What follows, is not meant in any way to claim that I know why a jump in writing scores has not happened. It is just a hunch. I'm quite happy to be shot down on this.

So here's my hunch. The school placed a huge emphasis on making the reading for enjoyment linked to awards, prizes, naming of 'champions' and the like, and most of these seemed to be connected to the quantity of reading and, very little, as far as I could make out on the quality of reading.

My feeling was therefore that if you connect a reading for enjoyment programme across a whole school, connecting it to sheer volume of reading AND to rewards and awards decided by the authority of the school - no matter how kind or well-meaning - then the emphasis in the children's minds will not be on the two key aspects of reading that, I would say, would impact on writing: a) personal unravelling of meaning through silent reading b) open-ended, unrewarded, ungraded talk.

Far from being sloppy or un-rigorous, these two processes are key motors for children to absorb how continuous prose works, how most texts move between concrete and abstract, how texts next to each other invite children and all readers to make comparisons and contrasts.

Just as important is to build into reading for enjoyment are the key processes of open-ended browsing, categorising and self-selecting. To do this in school, you have to involve children very closely and systematically in choosing what books, how they should be distributed in school, borrowed.

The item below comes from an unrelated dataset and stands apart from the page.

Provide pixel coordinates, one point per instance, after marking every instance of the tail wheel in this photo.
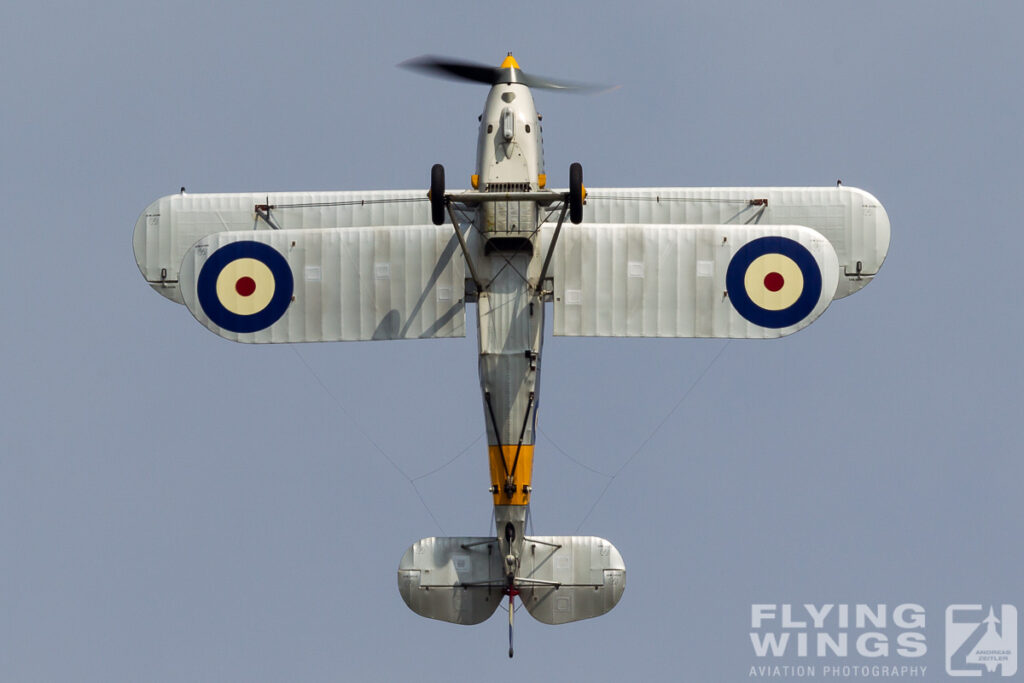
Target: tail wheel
(437, 194)
(577, 193)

Pretty nearly all of this should be de-coupled from reward systems which, as everyone knows work as negative reinforcement on the children who don't win them.

The reason why I've mentioned this is because the whole matter of 'reading for enjoyment' will need to be refined. That is precisely why the Ofsted recommendation could have such a profound impact, if it were implemented. That's to say, it would raise the level of debate and criticism about the different policies that people were thinking of implementing. If, on our side, we are saying that reading for enjoyment has an impact on reading for meaning AND writing, but this impact doesn't appear in some schools, then we have to be tough on ourselves and ask, why not? What aspects of the policy might not be giving the children and school students the very skills and capabilities that seem to be being achieved elsewhere?

In other words 'reading for enjoyment' is not just one method - as indeed the headteacher was excellent at pointing out - but many methods, many approaches. However, it may well be that though a method works well in getting children to read  a lot, it may be subtly blocking off the key processes that will release meaning and textual methods to the readers.